I'm reading…what?  Oh…Thinking Fast and Slow by Daniel Kahneman.  Recommended to me by a former pupil.  Actually kind of a funny story.  I'd been tutoring, on and off, the son of my boss.  When we started he was in 7th grade, and my boss basically just wanted someone to come hang out with him once a week and act as a sort of intellectual big brother.  We had some kind of purported weekly work--help him with math, I think--but he never actually had any math so we ended up just talking a lot.  Then I told his mother I thought it would be useful if I just gave him a bunch of stuff I thought would be useful for him to learn--maps of the world, world capitals, timelines of history--because his school, while good, wasn't challenging him enough.  So we would spend half of each session going over his 'assignments' from me--I'd have him fill out maps, or make him explain the history of the Reformation--and then for the second half of every hour (we'd only meet for an hour) we'd play Civilization together. (Which I justified to his mother--accurately in fact--in terms of how educational it was.)

Anyway… that was our first segment of time, and it lasted about three months.  Then he got busy with school, and I got busy with my burgeoning salmon-farming business, and we stopped meeting.  Then last year, she hired me again to help improve his essay writing--again, the school wasn't really giving him enough feedback (his teacher just gave him an A on all his assignments, seemingly without reading them).  So we read some eight-grade books together and wrote essays on them (Lord of the Flies, To Kill A Mockingbird).  And that was fun.  He's a very smart kid and generally we'd have interesting conversations about whatever.  Like, he would suddenly remark that he'd seen a special last night about the way the Chinese effected dynastic successions or something, and did I know that in China there was no tradition of philosophy, as such, because all the philosophers gravitated towards writing poetry. (Or something).  And then I'd respond in some way and we'd, you know, engage.  And I bought him a bunch of books to read, too.

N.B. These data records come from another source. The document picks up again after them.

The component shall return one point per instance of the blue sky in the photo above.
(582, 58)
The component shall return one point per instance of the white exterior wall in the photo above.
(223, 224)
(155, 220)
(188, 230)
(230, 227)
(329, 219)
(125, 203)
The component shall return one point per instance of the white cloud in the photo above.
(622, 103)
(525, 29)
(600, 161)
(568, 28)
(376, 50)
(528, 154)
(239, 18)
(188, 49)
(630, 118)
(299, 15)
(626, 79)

Anyway… where was I?  Right, so that was last year.  But then this fall, his mom emails me and says that (NAME OF SON) has been asking about me, and now that he's in high school he doesn't really have time for tutoring--or need--but did I maybe want to think about having dinner with him one night, so we could talk?  Because she thinks he still needs intellectual mentoring, and what-not.  (I should have said that the father and mother have been going through an amicable divorce though all of this, but that he's not around as much).

So anyway, last month we went to dinner and chatted.  And it was interesting on many levels, though not maybe the most enjoyable dinner I've ever had (he talked a lot about video games--which he doesn't actually play, but which he does watch other people play on YouTube.  A lot.  Which seems odd to me.)

Anyway, long story short: he recommended the book, the Kahneman book.  And I'm reading it.  And though I feel a lot of it is sort of common sensical, and though I've already read so many reviews or essays about the book that at least 40% of it seems old hat by now, I'm still enjoying it.